Hudson divide fra l'equipaggio diventatogli ostilissimo mercè le arti infami del segretario Green, che pure aveva ricevuto tanti benefici dallo sfortunato esploratore, e tenta di riguadagnare l'Inghilterra.

I suoi sforzi non sono condivisi dai suoi marinai, e la cospirazione, da lunga mano preparata dal Green, il 21 Giugno scoppia.

Il disgraziato Hudson viene calato in una scialuppa insieme a tutti gli ammalati che si trovavano a bordo, con viveri per qualche giorno, un fucile e poche munizioni, ed abbandonato fra i ghiacci galleggianti.

— Ah!... Canaglie!... — esclamò lo studente. — E che cosa accadde di quei disgraziati?

— Quello che doveva fatalmente accadere: morirono tutti di fame e di freddo, almeno così si suppone, poichè nè di Hudson nè dei compagni che aveva nella scialuppa più mai si ebbero notizie.
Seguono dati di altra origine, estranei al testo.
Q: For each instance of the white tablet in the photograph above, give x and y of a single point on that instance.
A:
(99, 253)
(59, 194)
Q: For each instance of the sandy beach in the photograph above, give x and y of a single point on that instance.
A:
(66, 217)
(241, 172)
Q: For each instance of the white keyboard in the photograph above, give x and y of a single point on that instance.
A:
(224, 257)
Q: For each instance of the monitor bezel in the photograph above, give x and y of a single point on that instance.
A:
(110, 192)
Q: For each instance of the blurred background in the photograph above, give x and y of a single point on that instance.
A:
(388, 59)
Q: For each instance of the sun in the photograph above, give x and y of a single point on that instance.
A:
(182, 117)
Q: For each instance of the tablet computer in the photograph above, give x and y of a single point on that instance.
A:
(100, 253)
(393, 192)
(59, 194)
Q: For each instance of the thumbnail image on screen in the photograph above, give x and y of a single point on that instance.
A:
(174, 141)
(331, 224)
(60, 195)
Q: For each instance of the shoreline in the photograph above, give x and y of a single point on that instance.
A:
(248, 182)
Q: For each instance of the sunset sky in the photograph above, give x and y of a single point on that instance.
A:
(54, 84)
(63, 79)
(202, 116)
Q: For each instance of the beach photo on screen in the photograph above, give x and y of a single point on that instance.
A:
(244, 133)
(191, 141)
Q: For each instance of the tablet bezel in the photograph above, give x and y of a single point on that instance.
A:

— E quel furfante di Green?

— Non godette a lungo il frutto della sua vigliacca azione, che privava la marina inglese d'uno dei suoi più grandi esploratori.

Venuto a questione con una tribù di esquimesi del Labrador, fu massacrato e probabilmente anche mangiato.

La nave, dopo una infinità di disgrazie ed i suoi ultimi marinai, costretti a cibarsi di candele, di pezzi di pelle bollita e di ossa d'animali triturate per formare una specie di pane, giungevano finalmente alla baia di Galway, nell'Irlanda.